Trump, allies challenge recount efforts in 3 states
LANSING, Mich. — President-elect Donald Trump and his allies have filed separate legal challenges in Michigan, Pennsylvania and Wisconsin in a robust effort to stop the presidential election recount efforts there.
None of the challenges immediately derailed the recounts in those states, but they promised to complicate them with more legal wrangling by Trump, groups supportive of him, state officials and Jill Stein, the Green Party presidential candidate.
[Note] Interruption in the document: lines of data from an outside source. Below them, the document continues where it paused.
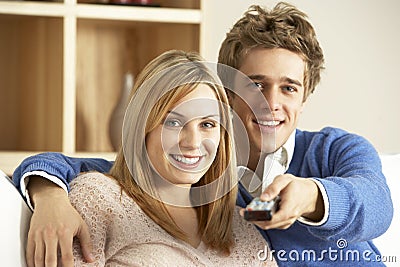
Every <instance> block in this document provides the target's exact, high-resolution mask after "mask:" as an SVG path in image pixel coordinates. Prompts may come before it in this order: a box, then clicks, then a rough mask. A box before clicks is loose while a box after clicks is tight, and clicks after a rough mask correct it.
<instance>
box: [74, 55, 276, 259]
mask: <svg viewBox="0 0 400 267" xmlns="http://www.w3.org/2000/svg"><path fill="white" fill-rule="evenodd" d="M237 182H238V181H237V174H236V159H235V151H234V147H233V135H232V125H231V118H230V113H229V106H228V100H227V97H226V95H225V92H224V88H223V87H222V86H220V85H219V83H218V79H217V78H216V75H215V74H214V73H213V72H212V71H211V70H210V69H209V68H208V67H207V65H206V63H204V62H202V58H201V57H199V56H198V55H197V54H194V53H185V52H182V51H169V52H165V53H164V54H162V55H161V56H159V57H157V58H156V59H154V60H153V61H152V62H150V63H149V64H148V65H147V66H146V67H145V69H144V70H143V72H142V73H141V74H140V75H139V76H138V77H137V81H136V84H135V87H134V89H133V92H132V96H131V102H130V104H129V106H128V108H127V111H126V115H125V119H124V126H123V138H122V147H121V149H120V150H119V152H118V154H117V158H116V161H115V163H114V165H113V167H112V169H111V171H110V173H109V174H108V175H105V174H101V173H95V172H89V173H84V174H81V175H80V176H79V177H77V178H76V179H75V180H74V181H73V182H72V183H71V191H70V194H69V197H70V200H71V203H72V204H73V205H74V206H75V208H76V209H77V210H78V212H79V213H80V214H81V215H82V217H83V218H84V220H85V221H86V223H87V225H88V226H89V228H90V233H91V238H92V240H93V245H94V248H93V252H94V258H95V262H94V263H90V265H91V266H93V265H92V264H94V265H96V266H97V265H107V266H150V265H151V266H167V265H171V264H172V265H180V266H185V265H186V266H218V265H219V266H222V265H223V266H238V265H240V266H243V265H250V266H259V265H260V266H266V265H268V266H275V265H276V264H275V262H274V261H273V259H269V260H272V261H269V260H268V261H261V260H259V259H258V257H257V253H258V252H259V251H261V250H262V251H265V248H266V246H267V244H266V242H265V240H264V239H263V237H262V236H261V235H260V234H259V232H258V230H257V229H256V228H255V227H254V225H252V224H250V223H248V222H246V221H244V220H243V219H242V218H241V217H240V215H239V208H238V207H236V206H235V201H236V195H237V186H236V185H237ZM74 257H75V265H78V266H81V265H85V264H86V263H85V261H84V260H83V257H82V256H81V253H80V248H79V244H78V243H77V242H75V243H74Z"/></svg>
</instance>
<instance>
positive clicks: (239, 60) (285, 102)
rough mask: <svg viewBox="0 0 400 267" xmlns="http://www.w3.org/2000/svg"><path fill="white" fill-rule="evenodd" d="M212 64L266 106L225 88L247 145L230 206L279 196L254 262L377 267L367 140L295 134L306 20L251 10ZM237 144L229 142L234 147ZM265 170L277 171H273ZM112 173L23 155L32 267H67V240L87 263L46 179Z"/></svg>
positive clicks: (245, 92) (65, 217)
mask: <svg viewBox="0 0 400 267" xmlns="http://www.w3.org/2000/svg"><path fill="white" fill-rule="evenodd" d="M218 61H219V63H222V64H225V65H228V66H231V67H233V68H235V69H238V70H240V71H241V72H243V73H244V74H245V75H247V76H248V77H249V78H250V79H251V80H252V83H251V84H250V85H247V86H244V87H243V88H241V89H240V90H243V91H242V92H240V93H243V92H244V93H246V92H250V93H251V91H252V90H260V91H261V92H262V94H263V95H264V97H265V100H266V102H267V103H268V105H266V104H265V101H257V100H254V101H253V102H252V101H245V99H243V98H241V97H239V96H238V95H237V94H235V93H232V92H229V94H230V104H231V107H232V109H233V111H234V113H235V114H237V115H238V117H239V119H240V123H242V125H243V126H244V128H245V129H246V132H247V136H248V145H249V158H248V160H246V161H244V163H243V161H242V159H240V155H239V165H240V164H243V165H244V166H239V170H240V172H241V173H242V174H244V175H243V177H244V178H243V179H242V181H241V183H240V193H239V195H238V200H237V204H238V205H240V206H242V207H245V206H246V205H247V204H248V203H249V202H250V201H251V200H252V198H253V197H255V196H259V195H260V194H261V198H262V199H264V200H270V199H273V198H275V197H276V196H278V195H279V196H280V198H281V201H280V208H279V211H278V212H277V213H275V214H274V215H273V217H272V219H271V220H270V221H262V222H256V224H257V225H258V226H259V227H260V231H261V232H262V233H263V235H264V237H265V238H266V240H267V241H268V242H269V243H270V247H271V248H272V251H263V250H260V251H258V252H255V255H257V256H258V257H259V258H260V260H268V258H269V257H271V255H273V256H274V257H275V258H276V260H277V261H278V263H279V265H280V266H299V265H302V266H304V265H306V266H321V265H323V266H337V265H342V266H380V265H382V266H383V264H381V263H379V262H378V261H379V252H378V250H377V248H376V247H375V246H374V245H373V243H372V242H371V240H372V239H373V238H375V237H377V236H379V235H381V234H382V233H384V232H385V231H386V229H387V228H388V227H389V225H390V222H391V219H392V216H393V206H392V201H391V198H390V192H389V189H388V187H387V184H386V181H385V177H384V176H383V174H382V171H381V163H380V160H379V157H378V154H377V152H376V150H375V149H374V148H373V147H372V145H371V144H370V143H369V142H368V141H366V140H365V139H364V138H362V137H360V136H357V135H355V134H350V133H347V132H345V131H342V130H340V129H335V128H324V129H322V130H321V131H319V132H306V131H301V130H299V129H297V124H298V120H299V117H300V115H301V112H302V109H303V106H304V103H305V101H306V100H307V97H308V96H309V95H310V94H311V93H312V92H313V91H314V89H315V87H316V86H317V84H318V83H319V80H320V72H321V70H322V69H323V62H324V60H323V53H322V49H321V48H320V46H319V43H318V41H317V39H316V35H315V32H314V29H313V27H312V25H311V24H310V23H309V21H308V20H307V17H306V15H305V14H304V13H302V12H301V11H299V10H298V9H296V8H295V7H293V6H291V5H288V4H285V3H280V4H277V5H276V6H275V7H274V8H273V9H272V10H271V11H267V10H264V9H262V8H260V7H257V6H254V7H251V8H250V9H249V11H248V12H246V13H245V15H244V16H243V17H242V18H241V19H240V20H239V21H238V22H237V23H236V24H235V25H234V26H233V28H232V30H231V31H230V32H229V33H228V34H227V36H226V39H225V40H224V42H223V43H222V45H221V49H220V53H219V60H218ZM238 122H239V121H237V122H235V123H238ZM240 138H241V136H236V139H239V142H238V143H240V141H241V140H240ZM265 140H275V142H274V143H273V144H272V145H271V142H266V141H265ZM244 143H246V142H244ZM239 146H240V144H239ZM239 151H240V149H239ZM271 166H272V167H274V166H275V167H279V168H280V170H278V171H277V172H273V171H272V169H271V168H272V167H271ZM110 167H111V163H110V162H107V161H104V160H101V159H97V160H96V159H76V158H68V157H65V156H63V155H60V154H54V153H46V154H42V155H38V156H35V157H31V158H28V159H27V160H25V161H24V162H23V163H22V164H21V166H19V167H18V169H17V170H16V172H15V173H14V178H15V179H16V180H15V182H16V184H17V185H18V186H19V187H21V188H20V189H21V191H22V193H24V194H26V192H25V186H24V185H25V182H26V181H28V179H25V178H27V177H29V178H30V179H29V181H30V182H29V187H28V189H29V191H30V196H31V199H32V200H33V203H34V205H35V213H34V216H33V217H32V223H31V230H30V233H29V243H28V248H27V259H28V264H29V266H55V265H56V251H57V248H59V249H60V250H61V254H62V263H63V264H64V266H72V264H73V263H72V249H71V246H72V238H73V236H77V237H78V238H79V239H80V241H81V246H82V252H83V254H84V256H85V257H86V258H87V260H88V261H90V238H89V234H88V232H87V226H86V225H85V224H84V222H83V221H82V219H81V218H80V217H79V216H78V215H77V213H76V211H74V210H73V208H72V207H71V206H70V204H69V202H68V198H67V197H66V194H65V193H64V190H62V189H60V188H56V186H54V184H53V183H51V182H48V181H46V180H45V179H43V178H46V179H48V180H51V181H52V182H54V183H57V184H59V185H60V186H61V187H64V188H65V190H67V189H68V183H69V181H70V180H72V179H73V178H74V177H75V176H76V175H77V174H78V173H79V172H81V171H87V170H98V171H102V172H107V171H108V170H109V168H110ZM274 169H275V168H274ZM38 176H41V177H38ZM376 218H379V219H378V220H377V219H376ZM249 241H250V242H251V240H249ZM34 264H35V265H34Z"/></svg>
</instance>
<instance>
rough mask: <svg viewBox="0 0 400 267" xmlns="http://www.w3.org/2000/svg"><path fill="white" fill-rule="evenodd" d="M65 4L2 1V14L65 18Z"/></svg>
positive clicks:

Stein initiated the recounts and a successful fundraising drive after suggesting that voting machines were susceptible to hacking.
On Friday, Trump filed a lawsuit in the Michigan Court of Appeals in an attempt to block the recount there, which had not yet begun.
Bill Schuette, Michigan’s attorney general and a Republican, filed a separate lawsuit in a bid to halt the recount, saying that it put the state’s voters at risk of “paying millions and potentially losing their voice in the Electoral College in the process.”
In Wisconsin, a lawsuit against the state Elections Commission was filed Thursday in U.S. District Court by the Great America PAC, the Stop Hillary PAC and Ronald R. Johnson, a Wisconsin resident. The lawsuit said that the recount could “unjustifiably cast doubt” on Trump’s victory in that state.
The plaintiffs argued that the recount, which began across the state’s 72 counties on Thursday morning, should be halted immediately, in part because there was a substantial chance that it cannot be accurately completed by mid-December.
A U.S. judge said Friday he would not halt the recount but allowed the lawsuit to proceed.
Lawyers for Trump and his allies also are seeking to halt legal proceedings by Stein to contest the statewide election results in Pennsylvania.
The chance that these state recounts could reverse the outcome of the 2016 election was “essentially zero or infinitesimal,” said Edward B. Foley, director of the Election Law Project at Ohio State University’s Moritz College of Law.